Benefits for companies:

  • Increase Data Science productivity with ready to use workspace
  • Reduce data loses and leaks by saving all data-marts and research results in network folder with access control
  • Ability to use expensive high-end servers on demand
  • Monitor team performance in terms of resource usage

Target audience:

  • Companies that have Data Scientists and data for research.
  • Students of universities and Data Science education trainings.
  • Individual Data Scientists who want to start scalable research and avoid unnecessary DevOps.

Market: Global cloud analytics market is $8,3B with growing GPU-as-a-Service approach for Deep Learning.

Technologies and approaches: Web portal, integrated with Jupyter Lab / Notebook at front. Many techs under, including VMWare, Kubernetis, Docker, Jupyter Hub, GitLab, Anaconda Distribution.

DSW Monitoring interface example

Readiness level: Produced technical release and started sales.

Description: We saw global demand grow in prediction models development, using machine learning. Production and insurance companies joined to telecom and banking.

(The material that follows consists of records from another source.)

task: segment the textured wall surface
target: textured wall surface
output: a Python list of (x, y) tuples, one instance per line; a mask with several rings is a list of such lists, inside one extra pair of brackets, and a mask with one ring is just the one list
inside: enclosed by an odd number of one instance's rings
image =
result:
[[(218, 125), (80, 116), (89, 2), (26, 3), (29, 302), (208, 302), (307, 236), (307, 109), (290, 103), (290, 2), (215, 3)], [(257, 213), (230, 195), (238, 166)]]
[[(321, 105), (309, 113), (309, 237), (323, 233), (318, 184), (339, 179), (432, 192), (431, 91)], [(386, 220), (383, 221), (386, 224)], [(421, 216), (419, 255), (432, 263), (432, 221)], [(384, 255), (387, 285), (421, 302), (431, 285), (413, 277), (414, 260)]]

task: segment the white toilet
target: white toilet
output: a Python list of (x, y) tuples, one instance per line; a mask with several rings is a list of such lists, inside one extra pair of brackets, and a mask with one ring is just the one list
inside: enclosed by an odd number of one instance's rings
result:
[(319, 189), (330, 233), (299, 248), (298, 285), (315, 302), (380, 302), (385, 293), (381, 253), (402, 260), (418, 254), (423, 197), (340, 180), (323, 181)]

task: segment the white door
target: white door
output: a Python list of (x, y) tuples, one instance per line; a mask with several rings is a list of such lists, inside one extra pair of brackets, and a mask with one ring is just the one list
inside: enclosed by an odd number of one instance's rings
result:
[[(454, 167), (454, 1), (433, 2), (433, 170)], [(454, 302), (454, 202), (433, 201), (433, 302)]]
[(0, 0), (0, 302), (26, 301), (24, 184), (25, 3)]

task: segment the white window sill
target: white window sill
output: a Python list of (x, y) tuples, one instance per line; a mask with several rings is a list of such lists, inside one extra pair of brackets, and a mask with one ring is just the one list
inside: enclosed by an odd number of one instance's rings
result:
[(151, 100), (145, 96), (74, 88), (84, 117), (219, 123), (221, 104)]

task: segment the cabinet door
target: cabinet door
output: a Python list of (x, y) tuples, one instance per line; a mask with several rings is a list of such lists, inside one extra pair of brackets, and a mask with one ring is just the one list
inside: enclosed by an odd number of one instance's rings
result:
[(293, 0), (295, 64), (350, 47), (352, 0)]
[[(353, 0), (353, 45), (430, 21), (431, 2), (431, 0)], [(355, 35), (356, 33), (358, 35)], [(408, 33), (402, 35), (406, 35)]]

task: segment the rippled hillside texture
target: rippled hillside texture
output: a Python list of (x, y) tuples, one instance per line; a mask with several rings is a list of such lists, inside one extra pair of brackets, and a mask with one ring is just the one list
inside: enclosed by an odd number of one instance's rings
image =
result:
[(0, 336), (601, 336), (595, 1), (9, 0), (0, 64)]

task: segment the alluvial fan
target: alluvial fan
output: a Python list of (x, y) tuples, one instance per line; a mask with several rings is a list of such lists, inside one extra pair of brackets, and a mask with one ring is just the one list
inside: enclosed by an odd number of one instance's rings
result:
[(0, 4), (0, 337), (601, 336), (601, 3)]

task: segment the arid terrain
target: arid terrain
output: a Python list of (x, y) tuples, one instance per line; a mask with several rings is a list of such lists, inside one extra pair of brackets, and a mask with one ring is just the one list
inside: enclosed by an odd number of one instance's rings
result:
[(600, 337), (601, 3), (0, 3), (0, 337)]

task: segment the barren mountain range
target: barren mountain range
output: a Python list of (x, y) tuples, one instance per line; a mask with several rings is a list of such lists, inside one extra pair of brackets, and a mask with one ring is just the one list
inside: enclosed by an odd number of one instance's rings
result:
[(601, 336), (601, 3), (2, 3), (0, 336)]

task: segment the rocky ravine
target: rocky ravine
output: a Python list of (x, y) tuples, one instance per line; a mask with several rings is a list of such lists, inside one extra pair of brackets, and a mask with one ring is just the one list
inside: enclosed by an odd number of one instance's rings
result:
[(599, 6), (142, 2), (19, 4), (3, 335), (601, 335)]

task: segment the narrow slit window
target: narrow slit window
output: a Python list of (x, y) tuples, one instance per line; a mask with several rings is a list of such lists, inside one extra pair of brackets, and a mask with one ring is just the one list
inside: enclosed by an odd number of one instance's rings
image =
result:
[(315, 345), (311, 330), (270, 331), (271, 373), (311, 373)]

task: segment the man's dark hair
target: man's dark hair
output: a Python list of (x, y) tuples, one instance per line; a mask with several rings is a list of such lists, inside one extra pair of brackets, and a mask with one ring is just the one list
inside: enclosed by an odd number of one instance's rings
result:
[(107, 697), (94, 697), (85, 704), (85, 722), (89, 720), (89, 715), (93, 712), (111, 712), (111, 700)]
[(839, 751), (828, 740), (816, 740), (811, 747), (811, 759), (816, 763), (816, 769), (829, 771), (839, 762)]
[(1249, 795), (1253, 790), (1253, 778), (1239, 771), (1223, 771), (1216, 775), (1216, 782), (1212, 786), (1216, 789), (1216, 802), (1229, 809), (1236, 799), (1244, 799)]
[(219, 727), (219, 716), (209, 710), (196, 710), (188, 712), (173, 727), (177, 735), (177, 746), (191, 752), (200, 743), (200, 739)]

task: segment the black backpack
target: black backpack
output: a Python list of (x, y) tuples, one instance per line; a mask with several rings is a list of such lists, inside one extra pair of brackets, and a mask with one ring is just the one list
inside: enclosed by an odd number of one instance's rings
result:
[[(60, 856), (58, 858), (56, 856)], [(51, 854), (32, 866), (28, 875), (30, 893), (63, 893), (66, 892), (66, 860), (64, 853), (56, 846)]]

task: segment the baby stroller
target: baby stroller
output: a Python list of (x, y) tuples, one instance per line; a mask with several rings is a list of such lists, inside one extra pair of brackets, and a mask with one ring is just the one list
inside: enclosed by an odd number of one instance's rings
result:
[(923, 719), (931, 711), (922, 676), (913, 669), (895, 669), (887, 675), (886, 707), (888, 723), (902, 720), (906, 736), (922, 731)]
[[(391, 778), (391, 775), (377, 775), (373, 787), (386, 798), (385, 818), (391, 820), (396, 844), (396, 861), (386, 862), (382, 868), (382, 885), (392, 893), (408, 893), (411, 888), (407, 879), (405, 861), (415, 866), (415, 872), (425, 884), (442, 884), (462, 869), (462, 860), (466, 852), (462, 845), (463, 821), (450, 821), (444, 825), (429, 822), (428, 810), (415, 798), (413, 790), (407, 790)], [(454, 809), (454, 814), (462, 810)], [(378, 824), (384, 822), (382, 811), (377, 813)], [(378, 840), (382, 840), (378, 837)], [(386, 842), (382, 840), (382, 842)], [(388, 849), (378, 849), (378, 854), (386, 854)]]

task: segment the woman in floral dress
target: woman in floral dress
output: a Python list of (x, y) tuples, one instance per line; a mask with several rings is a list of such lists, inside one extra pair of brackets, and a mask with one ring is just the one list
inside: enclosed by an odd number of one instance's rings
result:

Since Machine Learning (ML) is a new way of programming complicated logic, companies need tools, servers and qualified DevOps to support ML-engineers. Another challenge was computing resource monitoring and efficient usage – there was no simple tool for that. Therefore, we decided to automate most of these processes in order to speed-up researches.

Development phases: This service we built from the ground up. After market analysis, when basic investment budget was calculated and approved, I provided about 16 customer in-depth interviews with data engineers and their managers, university teachers, hackathon managers in order to understand their needs and find frequently requests. As result, I created product backlog with about 27 product features combined in problematic groups.

In a month, we developed demo version for internal presentation. Next month we developed MVP for AI conference.

Technical release took about 4 months due to technological complexity. Taking into consideration that we worked in large slow system integration company, our team ran fast.

In parallel with technical release production, I built support SLA process and developed sales-kit with pricing, benefits, comparison with competitors. Then I started sales enablement and first presales.

Product challenges: We had to improve open source software in order to close security vulnerabilities.

If company’s data is not in cloud, they would like to move it to the cloud first and requires prerequisites like S3 compatible storage, basic self-service automation and billing. Cloud provider should automate basic data services first.

DSW almost passed a Product Discovery stage, from idea to MVP and first sales. During customer research, I discovered another segment of companies that asked for ready to use industry and case specific machine learning models. So the MiGA product appeared.